Milano, 29 maggio 2014 - Nel 2013,  il direttore di un’unità operativa del Fatebenefratelli avrebbe saltato sistematicamente ore e a volte intere giornate di lavoro, timbrando il cartellino di presenza per poi allontanarsi dall’ospedale, oppure facendoselo timbrare da una collega dello stesso reparto, o autocertificando in sostituzione della timbratura di ingresso e di uscita che si trovava al lavoro, malgrado non fosse vero. E per stare a casa 145 giorni in un solo anno, ha ricevuto ingiustamente dall’azienda ospedaliera oltre 30mila euro di stipendio.

Ora però per il primario assenteista è arrivata la resa dei conti con la giustizia. All’esito di un’indagine congiunta dei carabinieri del nucleo investigativo e della squadra mobile, è stato accusato di truffa ai danni dell’azienda ospedaliera in concorso con la collega che lo copriva e il pubblico ministero Paolo Filippini ha notificato ai due indagati l’avviso di conclusione dell’inchiesta che prelude alla richiesta di rinvio a giudizio.  
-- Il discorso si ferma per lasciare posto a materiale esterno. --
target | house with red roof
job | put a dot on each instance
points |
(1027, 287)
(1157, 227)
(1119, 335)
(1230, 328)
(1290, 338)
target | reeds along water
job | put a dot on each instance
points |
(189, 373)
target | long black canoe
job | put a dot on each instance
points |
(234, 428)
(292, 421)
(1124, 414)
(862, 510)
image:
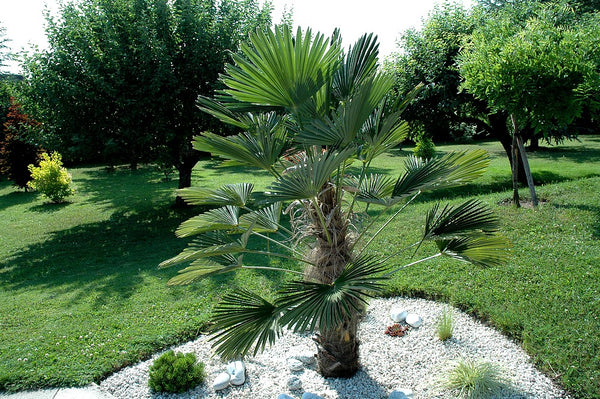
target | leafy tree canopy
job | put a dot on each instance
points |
(121, 78)
(538, 62)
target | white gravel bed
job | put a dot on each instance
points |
(414, 361)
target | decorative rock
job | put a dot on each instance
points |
(221, 382)
(401, 394)
(237, 371)
(306, 359)
(398, 314)
(295, 364)
(308, 395)
(414, 320)
(294, 383)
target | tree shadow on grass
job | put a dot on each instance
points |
(16, 198)
(107, 257)
(125, 189)
(107, 260)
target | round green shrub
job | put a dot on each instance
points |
(176, 372)
(50, 178)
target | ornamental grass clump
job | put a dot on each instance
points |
(314, 117)
(473, 379)
(176, 372)
(50, 178)
(445, 325)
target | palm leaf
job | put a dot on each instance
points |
(230, 194)
(225, 218)
(479, 250)
(277, 69)
(265, 220)
(374, 189)
(451, 170)
(342, 127)
(261, 146)
(203, 268)
(244, 323)
(471, 217)
(306, 180)
(310, 305)
(360, 62)
(210, 245)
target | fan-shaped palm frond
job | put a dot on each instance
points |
(277, 69)
(203, 268)
(209, 245)
(224, 218)
(244, 323)
(306, 180)
(360, 62)
(260, 146)
(479, 250)
(471, 217)
(265, 220)
(310, 305)
(342, 127)
(236, 194)
(450, 170)
(374, 189)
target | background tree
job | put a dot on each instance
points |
(16, 148)
(538, 63)
(430, 56)
(120, 79)
(316, 110)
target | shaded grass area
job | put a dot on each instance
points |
(81, 295)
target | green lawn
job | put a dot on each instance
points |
(81, 296)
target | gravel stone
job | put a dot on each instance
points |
(414, 361)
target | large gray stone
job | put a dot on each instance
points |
(237, 371)
(221, 381)
(294, 384)
(308, 395)
(295, 364)
(401, 394)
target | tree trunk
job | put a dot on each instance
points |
(500, 131)
(514, 162)
(337, 349)
(185, 167)
(337, 346)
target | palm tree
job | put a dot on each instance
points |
(309, 111)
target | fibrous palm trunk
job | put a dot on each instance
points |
(337, 346)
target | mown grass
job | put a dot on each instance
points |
(81, 296)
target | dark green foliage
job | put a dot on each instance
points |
(424, 147)
(120, 80)
(16, 150)
(175, 372)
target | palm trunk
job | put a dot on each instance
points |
(337, 347)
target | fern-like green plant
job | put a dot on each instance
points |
(175, 372)
(472, 379)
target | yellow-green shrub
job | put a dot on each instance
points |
(50, 178)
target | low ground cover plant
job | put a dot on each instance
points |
(474, 379)
(176, 372)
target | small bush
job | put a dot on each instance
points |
(51, 179)
(471, 379)
(424, 147)
(175, 372)
(445, 325)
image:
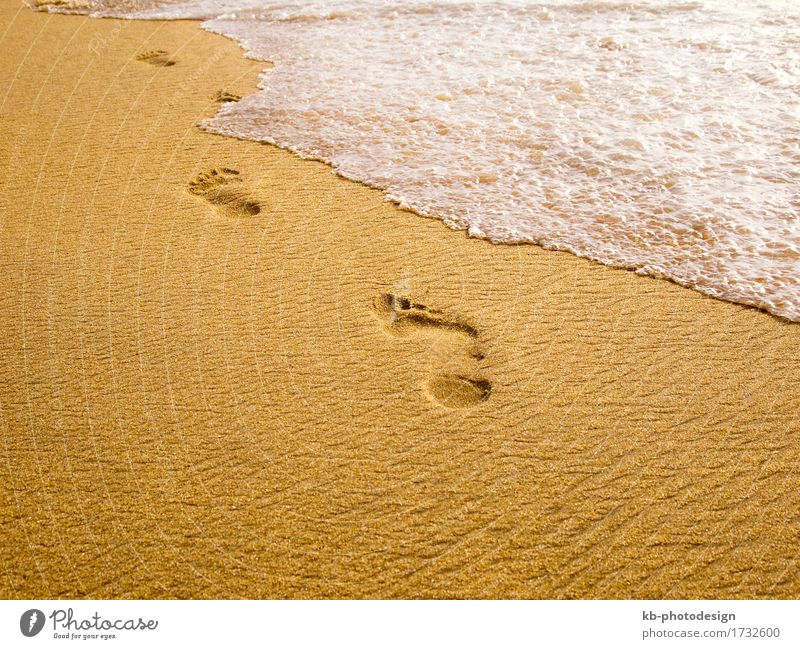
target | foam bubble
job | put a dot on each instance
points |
(657, 136)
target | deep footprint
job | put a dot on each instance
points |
(159, 58)
(456, 391)
(405, 318)
(223, 189)
(224, 97)
(401, 317)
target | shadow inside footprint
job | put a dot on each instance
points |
(401, 317)
(456, 391)
(223, 189)
(224, 97)
(159, 58)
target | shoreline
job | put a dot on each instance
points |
(200, 400)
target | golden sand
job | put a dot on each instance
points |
(227, 372)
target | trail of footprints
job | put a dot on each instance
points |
(159, 58)
(403, 318)
(224, 97)
(224, 190)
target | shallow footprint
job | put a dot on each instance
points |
(456, 391)
(402, 318)
(224, 97)
(159, 58)
(223, 189)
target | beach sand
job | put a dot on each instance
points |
(226, 372)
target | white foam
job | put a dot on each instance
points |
(658, 136)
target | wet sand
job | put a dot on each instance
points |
(226, 372)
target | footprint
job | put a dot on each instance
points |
(456, 391)
(223, 189)
(158, 58)
(224, 97)
(403, 318)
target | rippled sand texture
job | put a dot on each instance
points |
(227, 372)
(658, 136)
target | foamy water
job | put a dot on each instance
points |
(662, 137)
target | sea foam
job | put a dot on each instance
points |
(663, 137)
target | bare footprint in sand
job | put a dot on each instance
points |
(159, 58)
(224, 97)
(224, 190)
(456, 391)
(401, 317)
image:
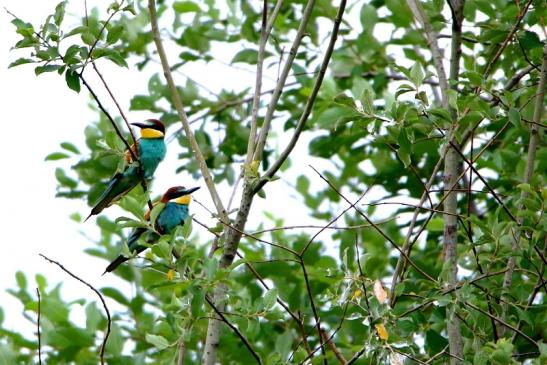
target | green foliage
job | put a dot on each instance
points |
(377, 121)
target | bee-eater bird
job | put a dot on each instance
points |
(174, 213)
(150, 150)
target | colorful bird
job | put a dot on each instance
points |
(150, 149)
(173, 214)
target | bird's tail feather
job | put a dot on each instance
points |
(114, 264)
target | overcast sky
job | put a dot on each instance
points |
(41, 112)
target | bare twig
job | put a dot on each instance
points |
(310, 102)
(504, 44)
(529, 170)
(500, 321)
(182, 114)
(377, 228)
(333, 347)
(431, 38)
(233, 235)
(181, 352)
(314, 310)
(108, 317)
(265, 31)
(235, 330)
(38, 328)
(301, 32)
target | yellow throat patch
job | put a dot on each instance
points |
(150, 133)
(185, 199)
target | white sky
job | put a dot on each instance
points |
(41, 112)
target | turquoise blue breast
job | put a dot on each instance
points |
(152, 152)
(171, 216)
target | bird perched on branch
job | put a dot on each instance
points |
(173, 213)
(150, 151)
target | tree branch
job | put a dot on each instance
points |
(310, 102)
(38, 328)
(108, 317)
(528, 171)
(181, 113)
(301, 32)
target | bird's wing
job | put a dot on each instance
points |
(135, 149)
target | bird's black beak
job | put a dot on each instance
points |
(191, 190)
(183, 192)
(140, 125)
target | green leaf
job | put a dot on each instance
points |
(283, 345)
(405, 147)
(116, 295)
(270, 298)
(21, 280)
(46, 68)
(132, 205)
(7, 355)
(23, 28)
(367, 100)
(186, 7)
(77, 30)
(142, 102)
(88, 38)
(155, 212)
(345, 100)
(514, 117)
(21, 61)
(93, 317)
(116, 58)
(56, 156)
(417, 74)
(64, 180)
(210, 268)
(158, 341)
(453, 99)
(369, 18)
(249, 56)
(59, 13)
(114, 34)
(72, 80)
(70, 147)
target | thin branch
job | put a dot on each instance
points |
(281, 303)
(309, 102)
(528, 172)
(376, 227)
(235, 330)
(38, 328)
(265, 31)
(181, 351)
(108, 317)
(500, 321)
(181, 113)
(431, 38)
(124, 117)
(314, 310)
(310, 241)
(504, 44)
(333, 347)
(311, 226)
(301, 32)
(407, 245)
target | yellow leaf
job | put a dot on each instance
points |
(382, 332)
(379, 292)
(395, 359)
(170, 274)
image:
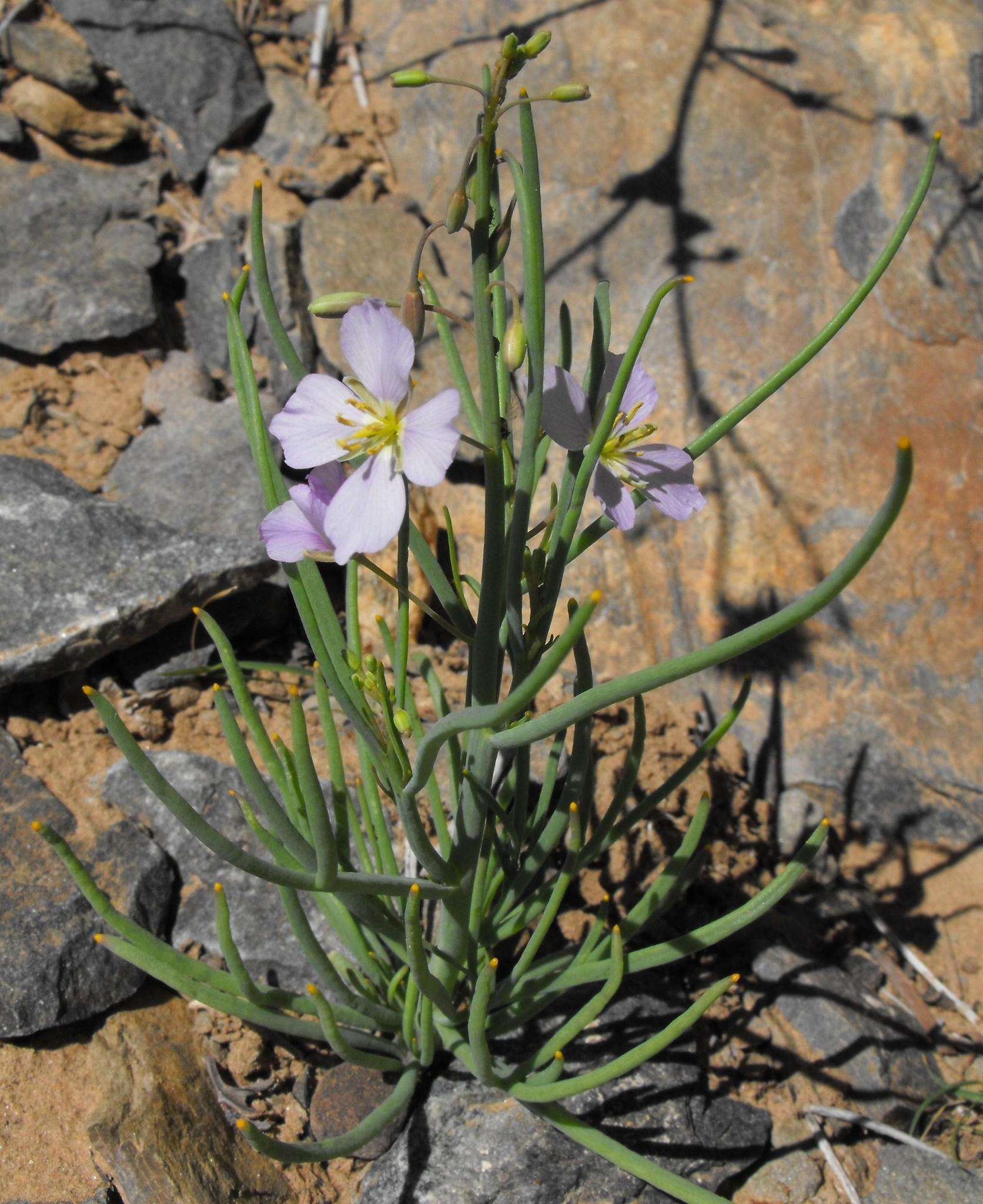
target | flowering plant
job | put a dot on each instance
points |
(445, 944)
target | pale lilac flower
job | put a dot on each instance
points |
(366, 414)
(661, 472)
(298, 527)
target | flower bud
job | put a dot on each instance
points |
(510, 45)
(334, 305)
(412, 313)
(513, 345)
(412, 79)
(457, 211)
(536, 44)
(570, 92)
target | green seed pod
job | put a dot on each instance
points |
(457, 211)
(412, 313)
(570, 92)
(334, 305)
(412, 79)
(513, 345)
(536, 44)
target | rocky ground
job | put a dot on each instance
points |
(764, 146)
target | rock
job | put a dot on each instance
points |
(68, 121)
(260, 930)
(186, 64)
(797, 815)
(343, 1096)
(870, 700)
(296, 126)
(85, 577)
(193, 469)
(55, 55)
(158, 1131)
(74, 256)
(880, 1063)
(51, 969)
(468, 1144)
(11, 131)
(907, 1174)
(787, 1179)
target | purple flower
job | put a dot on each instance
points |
(366, 414)
(661, 472)
(298, 527)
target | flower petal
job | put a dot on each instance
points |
(367, 510)
(615, 496)
(430, 439)
(288, 531)
(309, 428)
(666, 473)
(379, 348)
(640, 390)
(566, 416)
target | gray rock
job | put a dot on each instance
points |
(48, 53)
(74, 258)
(469, 1144)
(260, 930)
(908, 1174)
(85, 577)
(185, 63)
(785, 1179)
(193, 470)
(206, 270)
(11, 131)
(296, 126)
(878, 1062)
(51, 969)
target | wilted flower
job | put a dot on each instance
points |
(366, 416)
(661, 472)
(298, 527)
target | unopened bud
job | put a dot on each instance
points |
(412, 79)
(570, 92)
(510, 45)
(457, 211)
(536, 44)
(412, 313)
(513, 345)
(334, 305)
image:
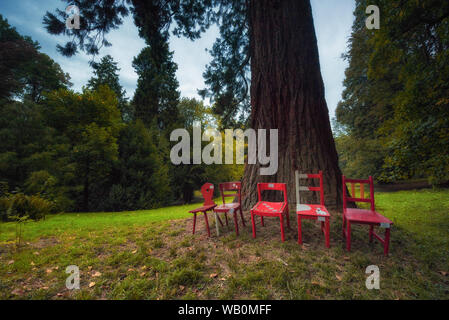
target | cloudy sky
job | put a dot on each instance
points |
(333, 21)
Nel capo di imputazione si legge che "con pù azioni esecutive del medesimo disegno criminoso", in concorso con un "medico dello stesso reparto", il primario ha conseguito "senza aver svolto attività lavorativa, l'ingiusto profitto di euro 30.327,75, relativamente al periodo gennaio-dicembre 2013, con pari danno per l'amministrazione pubblica, azienda ospedaliera Fatebenefratelli, di cui è dipendente", il tutto "mediante artifizi e raggiri". In particolare, per 63 volte elencate nel dettaglio negli atti di indagine, tra l'11 gennaio e il 16 dicembre 2013 il medico si è fatto timbrare dalla collega "la scheda magnetica che ne attestava la presenza, nonostante non fosse presente sul posto di lavoro".  Per altre 66 tra il 4 gennaio e il 10 ottobre dello stesso anno ha autocertificato, "in sostituzione della timbratura d'ingresso o di uscita dal luogo di lavoro, la sua presenza presso la struttura ospedaliera contrariamente al vero". E per altre 16 dal 12 febbraio al 16 dicembre sempre 2013 ha attestato "tramite timbratura, contrariamente al vero, di essere presente presso la struttura ospedaliera", quando in realtà "non risulta che la persona sia giunta al Fatebenefratelli".

Il fascicolo appena chiuso da Filippini è uno di quelli finiti agli atti del procedimento davanti al Csm sullo scontro tra il procuratore della Repubblica Edmondo Bruti Liberati e il procuratore aggiunto Alfredo Robledo per l'apparente duplicazione della stessa inchiesta tra polizia e carabinieri come però spesso avviene quando una notizia di reato viene segnalata con un esposto anonimo a differenti forze dell'ordine e a differenti dipartimenti della procura, in questo caso quello dei reati contro la pubblica amministrazione guidato da Robledo e la sezione definizione affari semplici guidata da Riccardo Targetti. Una volta scoperta la doppia indagine, squadra mobile e nucleo investigativo hanno lavorato insieme, con il coordinamento di Filippini.